Cape ivy (Delairea odorata) is a scrambling, semi-succulent vine native to southern Africa that has become a significant environmental weed of moist forests across Victoria, South Australia, New South Wales and Tasmania. It was introduced into Australia as a cultivated ornamental garden plant in the temperate region, and is still commonly found growing in suburban gardens.
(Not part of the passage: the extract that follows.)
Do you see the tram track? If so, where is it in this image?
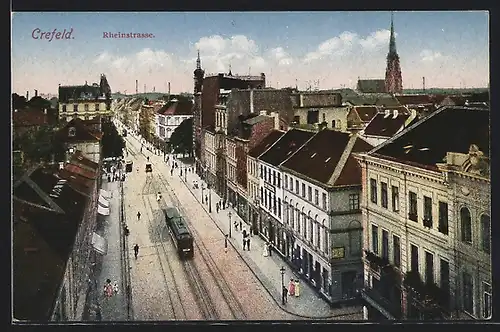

There is strong evidence from other invaded locations (e.g. west coast of USA) that Cape ivy invasion reduces native vegetation biodiversity and alters forest structure by damaging branches of native shrubs and trees.

The scrambling vine Cape ivy is an effective climber that can shades other plants.

Our research aims to develop a biological control (biocontrol) solution for sustainable Cape ivy management across Australian forests, with a focus on two candidate insect agents: a gall-forming fly (Parafreutreta regalis) and a stem-boring moth (Digitivalva delaireae). We will conduct a range of host-specificity tests with at least one of these insects. These tests will concentrate on non-target plant species closely related to Cape ivy, including Australian native plants, to evaluate risks the candidate agent could pose if introduced into Australia.

This research on Cape ivy is part of a broader project seeking biological solutions for the sustainable management of environmental weeds of temperate forests, including wandering trad (Tradescantia fluminensis) and angled onion (Allium triquetrum), co-funded by CSIRO and the Commonwealth Department of Industry, Innovation and Science and supported by the Community Weeds Alliance of the Dandenongs.